Concerning allegations of enforced disappearance, the report cited human rights groups that raised the issue of Hüseyin Galip Küçüközyiğit, a former legal advisor to the Prime Minister’s Office dismissed after the 2016 coup attempt, who may have been subjected to enforced disappearance. Küçüközyiğit last contacted his family in December 2020, and his relatives believe he was abducted. Authorities denied Küçüközyiğit was in official custody; however, in September Küçüközyiğit’s daughter announced on social media that she received a telephone call from him and that he was in Sincan Prison in Ankara.
The report also cited human rights organizations which “appealed for authorities to investigate the disappearance of Yusuf Bilge Tunc, one of seven men reportedly “disappeared” by the government in 2019.
Although six of the seven abductees surfaced in 2019 in police custody, Tunç’s whereabouts remain unknown.
“The government declined to provide information on efforts to prevent, investigate, and punish such acts,” the report said.
The report also tackled the issue of torture and ill-treatment in custody, citing NGOs and opposition politicians who “reported that prison administrators used strip searches punitively both against prisoners and visitors, particularly in cases where the prisoner was convicted on terrorism charges.”
The report also referred to the violent police intervention using water cannon and tear gas against the protests over President Recep Tayyip Erdoğan’s appointment of Melih Bulu as rector of Boğaziçi University in İstanbul in January 2021.
“Police subsequently raided houses and detained 45 students in the protests.
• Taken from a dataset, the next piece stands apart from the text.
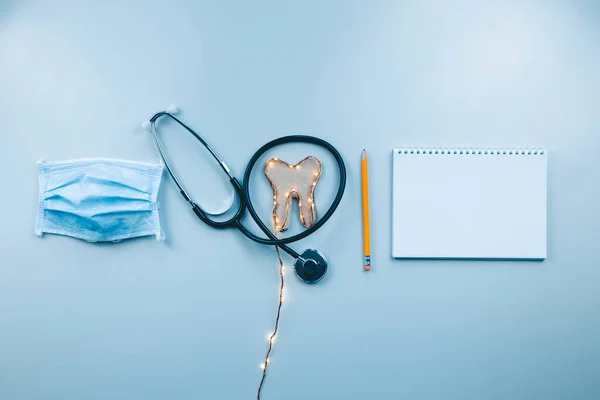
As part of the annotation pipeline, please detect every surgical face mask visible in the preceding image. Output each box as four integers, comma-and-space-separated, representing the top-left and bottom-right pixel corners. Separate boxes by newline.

Amnesty International reported that the students alleged torture and mistreatment at the time of detention and while in custody. According to student reports, police pushed and hit them during detention. At least eight students reported forced strip searches, and two students from the lesbian, gay, bisexual, transgender, queer, and intersex (LGBTQI+) community reported that police threatened them with rape with a truncheon and verbally abused them regarding their sexual orientation or gender identity. Amnesty stated that at least 15 students reported mistreatment during medical examinations at a hospital following detention,” the report said.
Prison overcrowding, deaths in prison related to illness, violence or other causes and the imprisonment of at least 345 children with their mothers as of August were also highlighted in the report.
“Human rights organizations and CPT [the Council of Europe’s Committee for the Prevention of Torture] reports asserted that prisoners frequently lacked adequate access to potable water, proper heating, ventilation, lighting, food, and health services. Human rights organizations also noted that prison overcrowding and poor sanitary conditions exacerbated health risks from the COVID-19 pandemic. NGOs reported that prisoners feared reporting health problems or seeking medical care, since a positive COVID-19 result would lead to a two-week quarantine in solitary confinement. The NGO Civil Society in the Penal System reported prison facilities did not allow for sufficient social distancing due to overcrowding and that prison administrators did not provide regular cleaning and disinfection services. Prisons also did not provide disinfectant, gloves, or masks to prisoners, but instead sold them at commissaries. According to a March survey of prisoners by the NGO Media and Law Studies Association conducted in five facilities, 56 percent of respondents reported not having sufficient hygienic supplies during the pandemic,” the report said.